Her hafta, zaman ayırmanız gerektiğini düşündüğümüz bir albüm hakkında sizi bilgilendiriyoruz. Bu haftanın albümü, Empress Of'un Us albümüdür ve bunu Vinyl Me, Please mağazasından vinil olarak ön sipariş verebilirsiniz, buradan.
"Prenses Günlükleri"nin çıktığı yıl 5 yaşındaydım. Bunun sinema tarihindeki en iyi filmlerden biri olduğuna hala inanıyorum. Ama o zamanlar tam anlamadığım bir kısım vardı: Anne Hathaway'in canlandırdığı, liseliden prenses olan Mia Thermopolis karakteri, “ayağının patlamasına neden olan bir öpücük” fikrine takıntılıydı. Çocukken, bunun saçma olduğunu düşündüm. Birini öpmek neden yukarı fırlamanıza neden olsun ki? Ama yaşlandıkça, bu fenomeni daha fazla düşünüyor ve daha fazla anlıyorum. Sadece ayağımı açıklanamayan bir şekilde havaya kaldıran öpücüklerin keyfini çıkardığım için değil, aynı zamanda çok daha büyük bir ölçekte, aşkın enerjisinin kendisinin saçma ve kontrol edilemez olduğunu anlamaya başladığım için. Bu, o hafiflik hissi ve vücudunuzda öyle çok birikmiş elektrik akımı vardır ki, bir şekilde mantıklı gelmeyen yollarla hareket etmeniz gerektiği hissidir. Bu anlamda, Empress Of’un (Lorely Rodriguez) ikinci albümü Us, işitsel bir ayak patlamasıdır.

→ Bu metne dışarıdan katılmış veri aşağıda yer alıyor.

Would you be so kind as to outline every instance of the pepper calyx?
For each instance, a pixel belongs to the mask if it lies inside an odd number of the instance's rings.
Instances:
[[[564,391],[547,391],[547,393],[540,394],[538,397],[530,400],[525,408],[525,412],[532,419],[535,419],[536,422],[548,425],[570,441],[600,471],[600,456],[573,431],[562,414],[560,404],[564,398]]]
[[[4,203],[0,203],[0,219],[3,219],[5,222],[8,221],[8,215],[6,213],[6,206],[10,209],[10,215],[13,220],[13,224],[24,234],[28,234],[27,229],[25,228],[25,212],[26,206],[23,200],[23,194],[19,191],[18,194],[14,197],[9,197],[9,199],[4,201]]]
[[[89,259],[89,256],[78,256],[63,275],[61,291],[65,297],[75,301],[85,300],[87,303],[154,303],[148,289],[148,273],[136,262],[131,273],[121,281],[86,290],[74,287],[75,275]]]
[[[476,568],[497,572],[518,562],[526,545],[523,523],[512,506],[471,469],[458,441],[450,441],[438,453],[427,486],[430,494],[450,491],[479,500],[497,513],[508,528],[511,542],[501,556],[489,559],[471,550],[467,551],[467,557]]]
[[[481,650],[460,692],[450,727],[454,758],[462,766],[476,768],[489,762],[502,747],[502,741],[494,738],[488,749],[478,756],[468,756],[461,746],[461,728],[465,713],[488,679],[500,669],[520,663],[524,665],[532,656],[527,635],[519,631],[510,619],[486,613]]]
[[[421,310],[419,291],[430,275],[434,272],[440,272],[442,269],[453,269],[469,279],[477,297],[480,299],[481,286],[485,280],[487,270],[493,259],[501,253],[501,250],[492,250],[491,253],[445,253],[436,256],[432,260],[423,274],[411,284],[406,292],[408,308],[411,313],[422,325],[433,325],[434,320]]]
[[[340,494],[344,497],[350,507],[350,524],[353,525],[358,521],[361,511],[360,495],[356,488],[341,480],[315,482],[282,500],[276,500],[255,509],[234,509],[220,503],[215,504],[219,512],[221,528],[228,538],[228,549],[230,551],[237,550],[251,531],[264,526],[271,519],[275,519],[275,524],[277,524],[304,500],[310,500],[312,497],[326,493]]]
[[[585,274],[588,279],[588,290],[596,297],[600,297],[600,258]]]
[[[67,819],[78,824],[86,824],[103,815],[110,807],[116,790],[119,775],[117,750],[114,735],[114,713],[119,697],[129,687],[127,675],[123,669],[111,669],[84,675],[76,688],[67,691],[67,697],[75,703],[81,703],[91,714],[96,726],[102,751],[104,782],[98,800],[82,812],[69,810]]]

Benim iddiam, zaman içinde — ya da daha doğrusu, o hissin nedeniyle — yazılmış daha fazla şarkı olduğu, okyanustaki suyun ağırlığından ya da buradan ayın yüzeyine olan mesafeden çok daha fazla. Ve bunun bir kısmı, aşkın akışının hem tüketici hem de kafa karıştırıcı olmasıdır; bu, günün her saatinde kafa patlatabileceğiniz bir şeydir ve hala tam olarak kavrayamazsınız. Dans etmemizin, ağlamamızın, yazmamızın ve müzik yapmamızın birçok nedeni, bu tür enerjiyi anlamak ve onu içimizden çıkarabilmek içindir. Bu yüzden, Us gibi bir albüm, başka birine aşık olmanın heyecan verici çılgınlığını o kadar mükemmel bir şekilde yakaladı — ve bazen kopyaladı — dinliyorsunuz. Parlak dans popu, romantik R&B etkisi ve huzursuz elektronika prodüksiyonu ile mükemmel bir anlık kokteyl ile, Empress Of, aşık olmanın her zaman kayıpları olan o geçici hissini sesle şişelemiş.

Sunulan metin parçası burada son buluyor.